American civic worker and community activist

Minnie Lucinda Fisher (1896-1990) was a civic worker and community activist. She was a native-born citizen of the town of Mound Bayou, Mississippi, an all-Black town founded by Isaiah Montgomery in 1887.

==Biography==
Minnie Fisher was born in 1896 to parents Warren and Mary Elizabeth Fisher of Vicksburg, Mississippi, who were among first group of settlers in Mound Bayou. Fisher went to Tougaloo College.
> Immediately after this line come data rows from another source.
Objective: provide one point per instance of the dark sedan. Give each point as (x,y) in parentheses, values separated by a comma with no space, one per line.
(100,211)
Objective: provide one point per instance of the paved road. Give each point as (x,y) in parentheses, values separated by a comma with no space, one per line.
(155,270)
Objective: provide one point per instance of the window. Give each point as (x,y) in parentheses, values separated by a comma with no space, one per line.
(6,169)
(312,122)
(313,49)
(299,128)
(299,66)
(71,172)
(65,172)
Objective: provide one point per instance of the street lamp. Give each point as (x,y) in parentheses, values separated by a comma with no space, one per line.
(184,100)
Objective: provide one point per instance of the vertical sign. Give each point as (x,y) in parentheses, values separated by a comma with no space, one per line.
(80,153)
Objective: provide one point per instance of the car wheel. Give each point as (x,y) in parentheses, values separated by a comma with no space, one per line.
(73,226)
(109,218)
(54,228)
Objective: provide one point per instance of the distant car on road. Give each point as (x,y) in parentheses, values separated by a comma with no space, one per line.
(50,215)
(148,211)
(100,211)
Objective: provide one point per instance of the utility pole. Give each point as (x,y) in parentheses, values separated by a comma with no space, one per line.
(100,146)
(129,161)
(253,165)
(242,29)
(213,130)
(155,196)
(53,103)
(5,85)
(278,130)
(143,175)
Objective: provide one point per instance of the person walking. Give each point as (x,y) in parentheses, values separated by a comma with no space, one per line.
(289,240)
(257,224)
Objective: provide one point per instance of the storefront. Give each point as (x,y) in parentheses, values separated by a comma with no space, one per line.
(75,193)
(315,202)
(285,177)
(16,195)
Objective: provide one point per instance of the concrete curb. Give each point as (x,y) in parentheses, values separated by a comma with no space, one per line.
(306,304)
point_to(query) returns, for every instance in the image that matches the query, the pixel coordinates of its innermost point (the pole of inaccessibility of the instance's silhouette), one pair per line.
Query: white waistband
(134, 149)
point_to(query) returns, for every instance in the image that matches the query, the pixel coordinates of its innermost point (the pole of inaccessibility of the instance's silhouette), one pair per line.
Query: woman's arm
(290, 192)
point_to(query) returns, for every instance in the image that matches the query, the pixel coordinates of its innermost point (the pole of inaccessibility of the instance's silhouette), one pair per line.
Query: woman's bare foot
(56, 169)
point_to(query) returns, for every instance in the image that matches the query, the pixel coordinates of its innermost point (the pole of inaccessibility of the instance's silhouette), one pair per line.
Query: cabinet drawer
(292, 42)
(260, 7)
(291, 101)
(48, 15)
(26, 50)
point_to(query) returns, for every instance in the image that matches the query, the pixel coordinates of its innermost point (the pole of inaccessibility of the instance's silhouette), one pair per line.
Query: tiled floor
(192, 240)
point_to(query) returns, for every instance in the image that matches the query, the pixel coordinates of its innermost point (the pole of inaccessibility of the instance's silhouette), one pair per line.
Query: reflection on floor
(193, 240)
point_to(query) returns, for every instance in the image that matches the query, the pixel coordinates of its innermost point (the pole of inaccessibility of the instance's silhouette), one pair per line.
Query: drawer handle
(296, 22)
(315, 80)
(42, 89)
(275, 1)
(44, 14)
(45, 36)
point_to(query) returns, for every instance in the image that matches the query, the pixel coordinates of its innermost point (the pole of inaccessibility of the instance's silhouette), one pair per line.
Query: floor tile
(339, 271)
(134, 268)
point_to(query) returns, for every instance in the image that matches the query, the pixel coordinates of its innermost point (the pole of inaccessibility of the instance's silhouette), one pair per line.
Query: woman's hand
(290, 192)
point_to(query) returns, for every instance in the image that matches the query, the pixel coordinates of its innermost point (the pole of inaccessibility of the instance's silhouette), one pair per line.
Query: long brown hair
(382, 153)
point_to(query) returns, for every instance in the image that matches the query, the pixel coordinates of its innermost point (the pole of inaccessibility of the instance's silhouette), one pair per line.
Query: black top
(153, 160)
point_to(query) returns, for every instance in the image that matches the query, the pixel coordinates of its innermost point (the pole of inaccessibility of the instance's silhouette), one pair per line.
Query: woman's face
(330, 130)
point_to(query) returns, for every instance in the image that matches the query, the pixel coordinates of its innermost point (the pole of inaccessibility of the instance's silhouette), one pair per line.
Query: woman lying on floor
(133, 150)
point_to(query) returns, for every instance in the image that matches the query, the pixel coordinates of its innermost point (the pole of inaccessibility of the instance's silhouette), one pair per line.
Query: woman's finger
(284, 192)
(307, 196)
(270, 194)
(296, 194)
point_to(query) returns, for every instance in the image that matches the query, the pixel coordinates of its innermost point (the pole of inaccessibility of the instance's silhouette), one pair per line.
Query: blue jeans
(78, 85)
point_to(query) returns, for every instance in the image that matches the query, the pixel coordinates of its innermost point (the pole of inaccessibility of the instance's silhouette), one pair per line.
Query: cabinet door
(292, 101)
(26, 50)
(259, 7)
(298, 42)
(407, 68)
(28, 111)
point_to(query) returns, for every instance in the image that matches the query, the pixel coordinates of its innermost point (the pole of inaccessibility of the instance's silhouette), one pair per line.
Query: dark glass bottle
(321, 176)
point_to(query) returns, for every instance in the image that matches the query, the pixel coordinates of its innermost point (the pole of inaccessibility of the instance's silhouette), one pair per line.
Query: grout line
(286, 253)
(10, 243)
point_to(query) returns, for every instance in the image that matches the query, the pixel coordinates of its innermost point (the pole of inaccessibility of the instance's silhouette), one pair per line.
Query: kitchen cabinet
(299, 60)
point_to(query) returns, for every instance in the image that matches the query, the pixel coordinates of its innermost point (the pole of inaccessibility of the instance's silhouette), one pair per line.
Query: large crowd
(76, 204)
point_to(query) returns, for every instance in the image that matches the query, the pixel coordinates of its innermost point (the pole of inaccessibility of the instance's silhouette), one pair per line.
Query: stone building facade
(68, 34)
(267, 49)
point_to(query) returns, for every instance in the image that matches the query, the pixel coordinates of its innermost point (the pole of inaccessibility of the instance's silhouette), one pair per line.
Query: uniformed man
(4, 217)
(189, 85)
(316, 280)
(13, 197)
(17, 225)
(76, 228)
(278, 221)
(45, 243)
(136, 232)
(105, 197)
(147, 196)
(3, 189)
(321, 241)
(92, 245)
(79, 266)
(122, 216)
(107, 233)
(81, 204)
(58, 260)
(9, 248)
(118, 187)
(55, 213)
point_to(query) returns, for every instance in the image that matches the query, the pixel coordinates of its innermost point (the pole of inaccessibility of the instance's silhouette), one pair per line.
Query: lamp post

In Mound Bayou, Fisher has worked as the city librarian, the town clerk, a tax collector, and was on the election commission for the city. As city librarian, she put a focus on acquiring Black books. In a New York Times article, she said, "We have put in quite a number of black books in the last year or two. Our people are reading more black books now and the schools had to put in a whole department. . . .". She was a member of the Mound Bayou Civic Improvement Society. She briefly served as the editor of the Mound Bayou News. She was a life-long member of the International Order of Twelve Knights and Daughters of Tabor, an African American fraternal organization.

As an election commissioner, Fisher was involved in the appellate case of Fisher v. Crowe.

On April 21, 1979, Mound Bayou celebrated Fisher with Minnie Fisher Day.